I don't think so, in our case.  The mechanism that would trigger more IO
would be the lack of opportunity to elide multiple rewrites of the same
blocks that occur within the delay windows, and that situation just
doesn't come up in any significant way in our products.

We write to the card on the order of once every 10-180 seconds, usually
1 or 2 blocks updated, like appending a few lines to /var/log/messages
or saving a 900 byte config file.  About the biggest thing that ever
gets written at once is the compressed output of rotating a log file,
which means over the course of a second or two we write 20-50 kbytes,
then go back to nothing for many seconds.

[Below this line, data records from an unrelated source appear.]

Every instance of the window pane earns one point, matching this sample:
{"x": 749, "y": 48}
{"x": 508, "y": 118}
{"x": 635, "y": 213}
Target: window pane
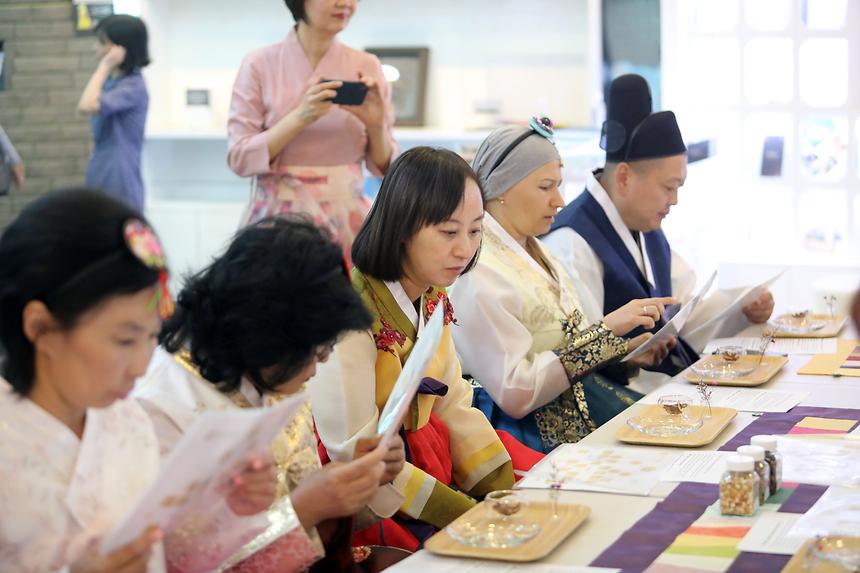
{"x": 824, "y": 148}
{"x": 717, "y": 15}
{"x": 713, "y": 68}
{"x": 824, "y": 14}
{"x": 824, "y": 72}
{"x": 857, "y": 161}
{"x": 767, "y": 144}
{"x": 769, "y": 71}
{"x": 768, "y": 15}
{"x": 823, "y": 219}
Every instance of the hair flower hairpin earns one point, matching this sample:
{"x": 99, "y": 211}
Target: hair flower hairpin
{"x": 144, "y": 245}
{"x": 543, "y": 126}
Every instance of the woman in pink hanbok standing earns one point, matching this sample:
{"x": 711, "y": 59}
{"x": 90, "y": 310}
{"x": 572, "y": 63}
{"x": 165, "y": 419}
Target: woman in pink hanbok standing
{"x": 303, "y": 151}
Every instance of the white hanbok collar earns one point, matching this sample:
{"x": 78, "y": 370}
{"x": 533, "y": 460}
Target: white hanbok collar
{"x": 250, "y": 393}
{"x": 639, "y": 255}
{"x": 496, "y": 228}
{"x": 405, "y": 304}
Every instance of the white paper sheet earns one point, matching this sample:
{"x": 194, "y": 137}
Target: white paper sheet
{"x": 410, "y": 376}
{"x": 837, "y": 512}
{"x": 788, "y": 346}
{"x": 741, "y": 399}
{"x": 771, "y": 534}
{"x": 430, "y": 563}
{"x": 631, "y": 471}
{"x": 214, "y": 449}
{"x": 822, "y": 462}
{"x": 676, "y": 324}
{"x": 701, "y": 467}
{"x": 745, "y": 297}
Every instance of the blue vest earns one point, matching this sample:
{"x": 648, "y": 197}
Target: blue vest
{"x": 622, "y": 279}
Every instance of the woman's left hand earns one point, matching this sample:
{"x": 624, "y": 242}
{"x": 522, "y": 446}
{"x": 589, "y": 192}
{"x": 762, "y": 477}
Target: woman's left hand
{"x": 372, "y": 111}
{"x": 395, "y": 455}
{"x": 253, "y": 489}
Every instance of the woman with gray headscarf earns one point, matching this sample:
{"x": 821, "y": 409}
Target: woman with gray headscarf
{"x": 522, "y": 333}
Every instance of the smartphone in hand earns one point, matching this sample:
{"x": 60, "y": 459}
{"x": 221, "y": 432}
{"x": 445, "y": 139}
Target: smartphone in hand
{"x": 350, "y": 93}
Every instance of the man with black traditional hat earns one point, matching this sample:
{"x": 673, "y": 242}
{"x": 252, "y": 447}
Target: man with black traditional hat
{"x": 610, "y": 238}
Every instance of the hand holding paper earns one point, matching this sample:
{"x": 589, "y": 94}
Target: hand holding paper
{"x": 394, "y": 458}
{"x": 338, "y": 489}
{"x": 673, "y": 326}
{"x": 196, "y": 475}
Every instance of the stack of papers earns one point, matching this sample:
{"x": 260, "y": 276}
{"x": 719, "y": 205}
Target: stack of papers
{"x": 700, "y": 467}
{"x": 778, "y": 346}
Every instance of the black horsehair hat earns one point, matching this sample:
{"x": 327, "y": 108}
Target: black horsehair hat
{"x": 631, "y": 132}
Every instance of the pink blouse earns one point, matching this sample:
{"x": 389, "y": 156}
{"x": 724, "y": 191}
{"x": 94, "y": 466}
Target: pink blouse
{"x": 271, "y": 83}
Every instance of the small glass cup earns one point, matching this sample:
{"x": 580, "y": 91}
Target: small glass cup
{"x": 839, "y": 551}
{"x": 674, "y": 404}
{"x": 501, "y": 524}
{"x": 731, "y": 364}
{"x": 504, "y": 503}
{"x": 731, "y": 353}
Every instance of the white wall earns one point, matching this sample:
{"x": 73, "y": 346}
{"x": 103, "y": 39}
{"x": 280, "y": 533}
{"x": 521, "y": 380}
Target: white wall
{"x": 531, "y": 57}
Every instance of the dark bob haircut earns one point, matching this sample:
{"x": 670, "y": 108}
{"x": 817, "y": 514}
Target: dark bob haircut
{"x": 67, "y": 250}
{"x": 280, "y": 291}
{"x": 297, "y": 9}
{"x": 424, "y": 186}
{"x": 130, "y": 33}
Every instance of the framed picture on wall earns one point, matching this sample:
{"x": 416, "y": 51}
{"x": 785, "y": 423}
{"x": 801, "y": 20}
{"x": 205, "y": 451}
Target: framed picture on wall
{"x": 406, "y": 71}
{"x": 88, "y": 14}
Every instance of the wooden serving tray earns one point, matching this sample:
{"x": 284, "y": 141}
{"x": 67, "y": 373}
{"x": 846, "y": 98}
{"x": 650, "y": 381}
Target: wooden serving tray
{"x": 554, "y": 529}
{"x": 798, "y": 562}
{"x": 831, "y": 329}
{"x": 770, "y": 366}
{"x": 711, "y": 428}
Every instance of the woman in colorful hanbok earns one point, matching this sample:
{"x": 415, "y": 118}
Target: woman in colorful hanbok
{"x": 304, "y": 152}
{"x": 82, "y": 287}
{"x": 542, "y": 364}
{"x": 224, "y": 349}
{"x": 422, "y": 233}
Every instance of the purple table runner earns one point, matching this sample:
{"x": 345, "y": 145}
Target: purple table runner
{"x": 648, "y": 538}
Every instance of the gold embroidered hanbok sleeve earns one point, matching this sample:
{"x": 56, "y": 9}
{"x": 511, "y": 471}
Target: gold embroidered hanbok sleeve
{"x": 481, "y": 463}
{"x": 583, "y": 351}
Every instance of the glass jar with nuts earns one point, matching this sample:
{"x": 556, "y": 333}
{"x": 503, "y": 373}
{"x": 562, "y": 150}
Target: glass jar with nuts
{"x": 761, "y": 468}
{"x": 773, "y": 459}
{"x": 739, "y": 487}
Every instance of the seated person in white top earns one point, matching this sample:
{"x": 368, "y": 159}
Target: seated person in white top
{"x": 81, "y": 285}
{"x": 249, "y": 331}
{"x": 610, "y": 235}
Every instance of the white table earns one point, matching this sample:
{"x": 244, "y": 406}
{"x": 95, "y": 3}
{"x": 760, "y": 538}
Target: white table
{"x": 612, "y": 514}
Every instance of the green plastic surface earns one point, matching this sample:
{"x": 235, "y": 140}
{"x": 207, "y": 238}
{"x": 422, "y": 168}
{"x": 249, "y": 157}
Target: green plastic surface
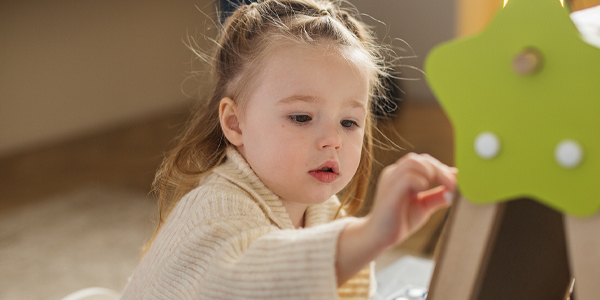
{"x": 476, "y": 85}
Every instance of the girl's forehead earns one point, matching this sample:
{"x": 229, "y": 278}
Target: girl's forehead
{"x": 290, "y": 52}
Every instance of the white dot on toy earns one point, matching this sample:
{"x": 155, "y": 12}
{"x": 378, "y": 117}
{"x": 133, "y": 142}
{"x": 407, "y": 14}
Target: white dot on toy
{"x": 487, "y": 145}
{"x": 568, "y": 154}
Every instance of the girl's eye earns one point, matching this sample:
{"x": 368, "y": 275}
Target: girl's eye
{"x": 300, "y": 118}
{"x": 349, "y": 123}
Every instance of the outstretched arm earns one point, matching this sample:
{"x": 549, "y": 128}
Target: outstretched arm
{"x": 404, "y": 200}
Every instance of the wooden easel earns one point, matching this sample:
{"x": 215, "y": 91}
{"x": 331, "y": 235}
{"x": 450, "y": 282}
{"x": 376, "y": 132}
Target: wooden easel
{"x": 516, "y": 250}
{"x": 520, "y": 248}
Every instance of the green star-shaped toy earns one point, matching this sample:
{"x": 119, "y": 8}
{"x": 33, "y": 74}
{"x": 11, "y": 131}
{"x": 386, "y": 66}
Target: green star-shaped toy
{"x": 524, "y": 99}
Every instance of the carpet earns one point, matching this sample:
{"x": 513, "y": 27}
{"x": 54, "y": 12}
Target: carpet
{"x": 89, "y": 237}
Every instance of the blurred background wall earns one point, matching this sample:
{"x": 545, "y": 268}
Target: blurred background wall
{"x": 69, "y": 68}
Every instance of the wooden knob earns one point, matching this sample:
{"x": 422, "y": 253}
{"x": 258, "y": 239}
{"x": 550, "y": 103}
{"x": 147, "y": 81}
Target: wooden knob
{"x": 527, "y": 62}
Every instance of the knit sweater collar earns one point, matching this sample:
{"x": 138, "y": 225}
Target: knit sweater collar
{"x": 237, "y": 170}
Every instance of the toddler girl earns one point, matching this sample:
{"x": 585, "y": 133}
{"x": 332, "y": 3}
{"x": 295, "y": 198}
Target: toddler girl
{"x": 248, "y": 196}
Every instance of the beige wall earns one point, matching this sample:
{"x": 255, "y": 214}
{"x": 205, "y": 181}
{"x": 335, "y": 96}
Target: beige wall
{"x": 71, "y": 67}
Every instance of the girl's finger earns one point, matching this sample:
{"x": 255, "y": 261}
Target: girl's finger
{"x": 428, "y": 166}
{"x": 430, "y": 201}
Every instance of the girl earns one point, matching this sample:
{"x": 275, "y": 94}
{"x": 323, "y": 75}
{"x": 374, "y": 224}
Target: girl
{"x": 248, "y": 197}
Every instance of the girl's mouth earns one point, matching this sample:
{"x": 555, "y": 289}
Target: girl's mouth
{"x": 326, "y": 173}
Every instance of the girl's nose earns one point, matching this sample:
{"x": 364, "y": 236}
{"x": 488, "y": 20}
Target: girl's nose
{"x": 330, "y": 137}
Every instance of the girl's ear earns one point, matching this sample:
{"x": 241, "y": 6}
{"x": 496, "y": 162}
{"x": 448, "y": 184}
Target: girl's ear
{"x": 229, "y": 119}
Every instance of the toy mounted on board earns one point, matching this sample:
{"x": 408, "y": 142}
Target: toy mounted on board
{"x": 524, "y": 100}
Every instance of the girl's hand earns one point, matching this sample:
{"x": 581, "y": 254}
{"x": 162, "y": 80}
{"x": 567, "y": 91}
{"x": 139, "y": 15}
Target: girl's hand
{"x": 405, "y": 199}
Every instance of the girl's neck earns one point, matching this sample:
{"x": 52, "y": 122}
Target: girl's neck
{"x": 296, "y": 211}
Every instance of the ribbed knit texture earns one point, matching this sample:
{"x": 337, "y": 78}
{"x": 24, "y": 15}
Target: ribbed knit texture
{"x": 231, "y": 238}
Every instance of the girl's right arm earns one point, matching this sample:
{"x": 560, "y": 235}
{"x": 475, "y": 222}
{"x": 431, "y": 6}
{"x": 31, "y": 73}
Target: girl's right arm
{"x": 404, "y": 200}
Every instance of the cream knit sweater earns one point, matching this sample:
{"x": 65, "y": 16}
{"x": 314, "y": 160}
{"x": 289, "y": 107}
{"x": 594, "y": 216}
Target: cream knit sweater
{"x": 231, "y": 238}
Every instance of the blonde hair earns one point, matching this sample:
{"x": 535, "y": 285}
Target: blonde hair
{"x": 241, "y": 46}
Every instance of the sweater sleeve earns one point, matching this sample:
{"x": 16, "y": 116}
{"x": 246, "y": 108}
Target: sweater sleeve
{"x": 275, "y": 264}
{"x": 240, "y": 260}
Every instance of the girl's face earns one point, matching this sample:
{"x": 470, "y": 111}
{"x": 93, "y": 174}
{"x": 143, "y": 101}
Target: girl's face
{"x": 303, "y": 125}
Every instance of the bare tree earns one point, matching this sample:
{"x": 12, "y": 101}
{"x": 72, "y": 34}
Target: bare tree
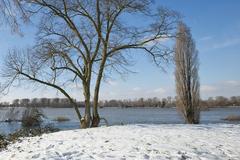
{"x": 186, "y": 74}
{"x": 78, "y": 41}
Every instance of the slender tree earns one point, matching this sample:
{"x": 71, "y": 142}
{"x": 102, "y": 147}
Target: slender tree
{"x": 186, "y": 75}
{"x": 79, "y": 40}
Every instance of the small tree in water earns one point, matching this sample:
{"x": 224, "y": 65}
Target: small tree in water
{"x": 186, "y": 74}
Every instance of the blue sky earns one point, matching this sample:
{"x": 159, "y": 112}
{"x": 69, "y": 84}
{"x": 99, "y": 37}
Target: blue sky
{"x": 215, "y": 27}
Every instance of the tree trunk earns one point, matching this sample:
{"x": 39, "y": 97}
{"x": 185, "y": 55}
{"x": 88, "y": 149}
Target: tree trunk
{"x": 96, "y": 118}
{"x": 86, "y": 120}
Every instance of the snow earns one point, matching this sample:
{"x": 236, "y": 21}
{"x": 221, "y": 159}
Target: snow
{"x": 206, "y": 142}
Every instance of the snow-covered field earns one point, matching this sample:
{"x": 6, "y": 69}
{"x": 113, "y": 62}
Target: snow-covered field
{"x": 220, "y": 141}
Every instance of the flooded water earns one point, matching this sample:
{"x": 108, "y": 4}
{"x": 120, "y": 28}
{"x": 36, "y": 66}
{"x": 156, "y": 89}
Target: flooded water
{"x": 117, "y": 116}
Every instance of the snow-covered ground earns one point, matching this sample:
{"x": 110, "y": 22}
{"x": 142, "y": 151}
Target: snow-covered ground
{"x": 220, "y": 141}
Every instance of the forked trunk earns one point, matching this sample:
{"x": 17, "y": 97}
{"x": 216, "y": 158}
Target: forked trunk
{"x": 86, "y": 120}
{"x": 96, "y": 118}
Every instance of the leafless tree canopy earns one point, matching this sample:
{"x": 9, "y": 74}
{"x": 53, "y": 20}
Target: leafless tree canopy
{"x": 78, "y": 40}
{"x": 186, "y": 74}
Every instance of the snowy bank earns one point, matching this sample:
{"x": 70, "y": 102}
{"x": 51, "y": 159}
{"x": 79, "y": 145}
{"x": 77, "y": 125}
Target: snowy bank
{"x": 220, "y": 141}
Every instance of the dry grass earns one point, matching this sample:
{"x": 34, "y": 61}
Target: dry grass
{"x": 62, "y": 119}
{"x": 232, "y": 118}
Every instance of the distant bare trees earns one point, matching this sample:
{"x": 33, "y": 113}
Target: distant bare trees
{"x": 186, "y": 75}
{"x": 79, "y": 41}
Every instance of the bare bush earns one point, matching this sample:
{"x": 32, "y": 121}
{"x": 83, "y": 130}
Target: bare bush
{"x": 32, "y": 117}
{"x": 186, "y": 74}
{"x": 12, "y": 114}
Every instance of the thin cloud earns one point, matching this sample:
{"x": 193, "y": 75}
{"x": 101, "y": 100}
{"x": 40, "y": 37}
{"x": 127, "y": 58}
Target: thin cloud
{"x": 226, "y": 43}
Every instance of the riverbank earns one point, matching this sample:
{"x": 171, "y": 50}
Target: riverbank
{"x": 219, "y": 141}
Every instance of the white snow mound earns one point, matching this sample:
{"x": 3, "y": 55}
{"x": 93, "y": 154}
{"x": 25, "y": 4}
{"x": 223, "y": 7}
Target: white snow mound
{"x": 206, "y": 142}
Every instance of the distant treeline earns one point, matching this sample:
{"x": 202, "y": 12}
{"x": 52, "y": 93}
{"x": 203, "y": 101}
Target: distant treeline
{"x": 218, "y": 101}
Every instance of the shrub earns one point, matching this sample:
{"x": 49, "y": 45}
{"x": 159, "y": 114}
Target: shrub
{"x": 32, "y": 117}
{"x": 12, "y": 114}
{"x": 61, "y": 119}
{"x": 232, "y": 118}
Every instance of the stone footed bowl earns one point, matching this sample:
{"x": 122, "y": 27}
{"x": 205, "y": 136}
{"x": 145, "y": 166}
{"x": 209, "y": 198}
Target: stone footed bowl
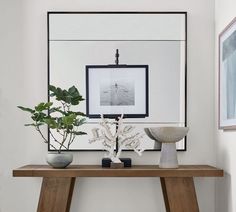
{"x": 167, "y": 134}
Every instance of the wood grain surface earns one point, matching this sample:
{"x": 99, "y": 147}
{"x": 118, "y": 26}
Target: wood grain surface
{"x": 134, "y": 171}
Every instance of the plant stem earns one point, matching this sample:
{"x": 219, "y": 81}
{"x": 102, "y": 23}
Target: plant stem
{"x": 56, "y": 139}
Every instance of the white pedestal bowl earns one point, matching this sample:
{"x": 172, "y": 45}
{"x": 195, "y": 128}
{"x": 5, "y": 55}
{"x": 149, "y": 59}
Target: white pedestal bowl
{"x": 168, "y": 136}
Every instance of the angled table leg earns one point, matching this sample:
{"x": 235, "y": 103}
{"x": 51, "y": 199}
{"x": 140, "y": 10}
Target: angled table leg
{"x": 56, "y": 194}
{"x": 179, "y": 194}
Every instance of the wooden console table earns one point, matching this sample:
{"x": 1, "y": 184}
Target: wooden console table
{"x": 177, "y": 184}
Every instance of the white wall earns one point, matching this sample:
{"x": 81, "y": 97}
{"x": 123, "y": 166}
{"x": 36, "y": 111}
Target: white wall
{"x": 225, "y": 140}
{"x": 23, "y": 81}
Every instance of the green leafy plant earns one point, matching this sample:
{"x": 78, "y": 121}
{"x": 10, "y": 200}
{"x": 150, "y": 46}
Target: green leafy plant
{"x": 63, "y": 123}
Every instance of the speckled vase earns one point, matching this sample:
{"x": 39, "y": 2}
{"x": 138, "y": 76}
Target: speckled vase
{"x": 59, "y": 160}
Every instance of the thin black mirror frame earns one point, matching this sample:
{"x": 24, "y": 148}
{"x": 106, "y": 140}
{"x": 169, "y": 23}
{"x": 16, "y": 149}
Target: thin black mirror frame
{"x": 120, "y": 12}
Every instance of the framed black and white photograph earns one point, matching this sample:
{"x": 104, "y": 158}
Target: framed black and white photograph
{"x": 227, "y": 77}
{"x": 113, "y": 90}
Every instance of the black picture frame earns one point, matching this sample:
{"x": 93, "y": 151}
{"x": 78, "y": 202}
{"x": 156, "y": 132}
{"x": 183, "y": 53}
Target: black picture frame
{"x": 125, "y": 102}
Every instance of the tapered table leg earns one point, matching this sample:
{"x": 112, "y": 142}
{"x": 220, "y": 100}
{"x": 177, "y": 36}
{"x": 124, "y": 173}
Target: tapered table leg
{"x": 179, "y": 194}
{"x": 56, "y": 194}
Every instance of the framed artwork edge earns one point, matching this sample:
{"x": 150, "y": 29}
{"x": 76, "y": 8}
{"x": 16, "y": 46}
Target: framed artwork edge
{"x": 221, "y": 123}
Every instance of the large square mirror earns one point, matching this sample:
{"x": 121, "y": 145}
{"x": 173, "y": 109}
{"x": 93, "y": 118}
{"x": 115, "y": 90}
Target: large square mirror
{"x": 157, "y": 40}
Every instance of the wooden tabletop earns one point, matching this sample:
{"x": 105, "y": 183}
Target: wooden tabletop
{"x": 134, "y": 171}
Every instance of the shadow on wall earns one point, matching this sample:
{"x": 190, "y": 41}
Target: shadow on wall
{"x": 224, "y": 194}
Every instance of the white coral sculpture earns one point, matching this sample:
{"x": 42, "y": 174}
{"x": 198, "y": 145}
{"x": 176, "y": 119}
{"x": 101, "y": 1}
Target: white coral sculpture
{"x": 122, "y": 135}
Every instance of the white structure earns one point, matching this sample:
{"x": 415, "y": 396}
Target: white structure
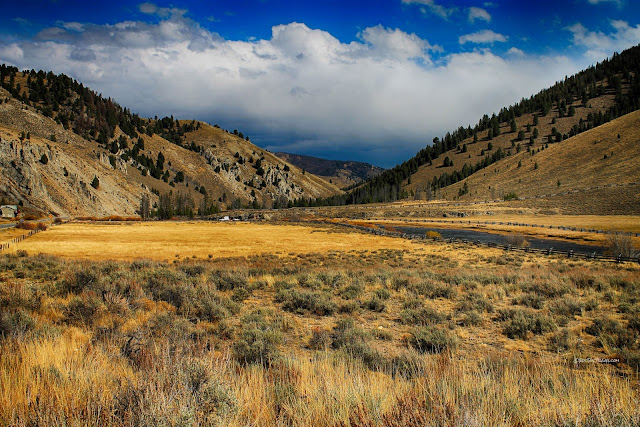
{"x": 9, "y": 211}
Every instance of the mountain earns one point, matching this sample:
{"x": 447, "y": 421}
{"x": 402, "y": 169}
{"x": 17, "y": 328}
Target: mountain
{"x": 56, "y": 136}
{"x": 595, "y": 172}
{"x": 595, "y": 96}
{"x": 343, "y": 173}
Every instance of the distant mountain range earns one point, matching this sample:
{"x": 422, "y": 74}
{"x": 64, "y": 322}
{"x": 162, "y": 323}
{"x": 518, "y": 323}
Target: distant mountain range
{"x": 67, "y": 150}
{"x": 343, "y": 173}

In other words, the point I was trying to make was that these numbers
are very much a special-case tuning based on carefully studying our
situation and needs, and they are NOT good numbers to "just try" on any
normal kind of system.  I mentioned them in the first place only in
conjuction with some idle speculation that maybe they accidentally cause
better responsiveness on those systems (which is something I've noticed
if I'm doing something unusual like untarring a file or other developer
type stuff), and if so, maybe there's a clue there about the nature of
the unresponsiveness.

> To avoid the potential problem of lost config changes, could you put a
> wrapper around the editor to fsync the config file?
> 

It's not a "the editor" situation.  Anything written to the sd card we
want to get flushed out to the card "pretty quickly" regardless of what
the source of the write is.  We used to define "pretty quickly" as
"mount with option sync" and then we decided that a couple seconds of
latency was acceptable.  Given that the write latency exists only as an
opportunity for optimizations that generally just can't occur in our
workload, long delays were all downside for us.